Your Clients' Toughest Retirement Decision
Want to trigger an impassioned debate? Ask a group of advisors about the choice between systematic withdrawal plans (SWPs) and single-premium immediate annuities (SPIAs). Fee-only advisors are loath to cede control of client assets to an insurance company that might someday default, while annuity advocates fire back that only their strategies provide a lifetime income guarantee.
While I’m not taking sides in this feud, I would like to highlight some of the key issues that divide these opposing camps. These include the value of the historical record, the validity of research assumptions, biases in advisor recommendations, the role of fraud and cognitive decline, taxes, and the potential for self-annuitization.
A client following an SWP invests her assets at the start of retirement and withdraws funds over her lifetime. The key determinants of whether such a plan will succeed – meaning that the client will not outlive her funds – are the rate-of-return on the invested assets and the rate at which the client withdraws funds. By contrast, a retiree could instead purchase a SPIA from an insurance company and receive known payments for the rest of his life.
The basic case for systematic withdrawals is that, by calibrating a client’s withdrawal rate to what would have always worked in the past, a client can obtain a sustainable income stream for life similar to what SPIAs currently provide. Even better, systematic withdrawals allow clients to maintain control over and flexibility of their assets, and they retain the ability to bequeath any remaining assets. More often than not, using a safe withdrawal rate will allow a client’s wealth to continue multiplying throughout retirement, except in the unfortunate case when that client’s portfolio suffers a sharp decline shortly after the onset of retirement, which is the absolute worst-case scenario for such investors.
Michael Kitces of the Pinnacle Advisory Group recently emphasized in an important blog entry that safe withdrawals rates also provide a floor-with-upside approach, with the potential for greater spending or a growing legacy. What’s more, aside from the uncertainty of health expenses, which complicate any strategy, available evidence suggests that discretionary expenses decrease with age. With some flexibility to make mid-course spending adjustments, systematic withdrawals from a well-diversified portfolio should safely support a spending plan without wealth depletion while also preserving the client’s liquidity and upside potential.

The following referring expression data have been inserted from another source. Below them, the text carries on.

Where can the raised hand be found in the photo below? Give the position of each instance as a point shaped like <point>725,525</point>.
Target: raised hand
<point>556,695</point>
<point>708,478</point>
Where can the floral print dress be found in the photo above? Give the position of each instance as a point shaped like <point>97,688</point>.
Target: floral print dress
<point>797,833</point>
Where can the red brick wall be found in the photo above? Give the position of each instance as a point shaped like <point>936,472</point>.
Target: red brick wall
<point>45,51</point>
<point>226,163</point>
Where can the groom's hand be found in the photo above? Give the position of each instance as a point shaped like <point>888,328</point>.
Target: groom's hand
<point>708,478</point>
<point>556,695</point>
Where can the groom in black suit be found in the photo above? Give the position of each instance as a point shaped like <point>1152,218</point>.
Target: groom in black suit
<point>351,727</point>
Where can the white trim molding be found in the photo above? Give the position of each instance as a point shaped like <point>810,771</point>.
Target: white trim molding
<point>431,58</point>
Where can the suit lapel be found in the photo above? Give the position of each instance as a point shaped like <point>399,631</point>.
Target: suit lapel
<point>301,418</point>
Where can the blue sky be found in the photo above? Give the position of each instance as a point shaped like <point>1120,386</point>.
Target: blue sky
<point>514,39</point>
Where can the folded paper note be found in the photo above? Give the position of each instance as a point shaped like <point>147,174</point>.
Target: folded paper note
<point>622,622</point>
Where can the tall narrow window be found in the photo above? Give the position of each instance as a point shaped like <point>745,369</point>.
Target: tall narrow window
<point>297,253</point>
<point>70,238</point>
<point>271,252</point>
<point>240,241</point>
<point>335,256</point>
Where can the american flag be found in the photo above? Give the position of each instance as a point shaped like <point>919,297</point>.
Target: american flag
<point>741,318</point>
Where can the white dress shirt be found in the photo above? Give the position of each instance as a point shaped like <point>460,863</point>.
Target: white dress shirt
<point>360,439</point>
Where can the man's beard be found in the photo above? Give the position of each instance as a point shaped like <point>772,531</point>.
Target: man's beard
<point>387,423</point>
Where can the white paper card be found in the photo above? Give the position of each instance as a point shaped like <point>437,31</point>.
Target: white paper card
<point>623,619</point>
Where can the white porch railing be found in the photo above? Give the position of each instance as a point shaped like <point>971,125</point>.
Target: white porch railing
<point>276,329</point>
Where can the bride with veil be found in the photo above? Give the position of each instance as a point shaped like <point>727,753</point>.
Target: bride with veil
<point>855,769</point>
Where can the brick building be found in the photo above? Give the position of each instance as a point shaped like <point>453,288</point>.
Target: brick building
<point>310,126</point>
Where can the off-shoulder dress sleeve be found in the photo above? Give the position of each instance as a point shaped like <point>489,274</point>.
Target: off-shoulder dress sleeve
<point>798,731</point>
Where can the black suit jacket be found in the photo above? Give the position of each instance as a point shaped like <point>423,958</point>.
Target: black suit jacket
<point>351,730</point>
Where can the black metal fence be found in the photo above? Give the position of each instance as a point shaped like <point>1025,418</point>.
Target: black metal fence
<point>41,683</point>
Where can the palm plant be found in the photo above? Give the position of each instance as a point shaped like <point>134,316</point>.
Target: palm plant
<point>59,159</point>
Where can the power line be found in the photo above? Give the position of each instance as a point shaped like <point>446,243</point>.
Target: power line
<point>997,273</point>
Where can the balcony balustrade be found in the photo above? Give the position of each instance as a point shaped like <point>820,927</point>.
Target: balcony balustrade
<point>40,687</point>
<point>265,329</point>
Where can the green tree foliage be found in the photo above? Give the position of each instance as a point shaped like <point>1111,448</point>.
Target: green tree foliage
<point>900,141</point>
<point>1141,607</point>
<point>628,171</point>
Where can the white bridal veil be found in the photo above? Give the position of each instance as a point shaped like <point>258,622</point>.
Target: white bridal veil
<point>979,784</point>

As for SPIAs, each client only gets one opportunity to enjoy a sustainable retirement, and averages are irrelevant when dealing with volatile investments. With an SWP, one may hope for a risk premium from equities, but there is no guarantee that markets will comply. Especially when considering basic spending needs, relying on withdrawals from a volatile SWP portfolio exposes retirees to greater market risk than they may realize. The U.S. record is much too short to have any confidence about a safe withdrawal rate, uncertainty that is amplified in today’s low interest rate environment. The consequences of being unable to meet basic needs because of a bad sequence of market returns could be severe.
While systematic withdrawals force retirees to plan for a longer lifespan than average, the mortality credits provided by annuities (those who die sooner subsidize the payments to those who live longer) allow for payouts to be connected to life expectancies. Annuities provide a risk management tool that helps to protect clients from sequence-of-returns, longevity and market risk.
So there are countervailing benefits to each approach. The question, I’d argue, is not whether to annuitize, but how much to annuitize. Most Americans will find that the optimal answer is not 0% or 100%, but somewhere in between.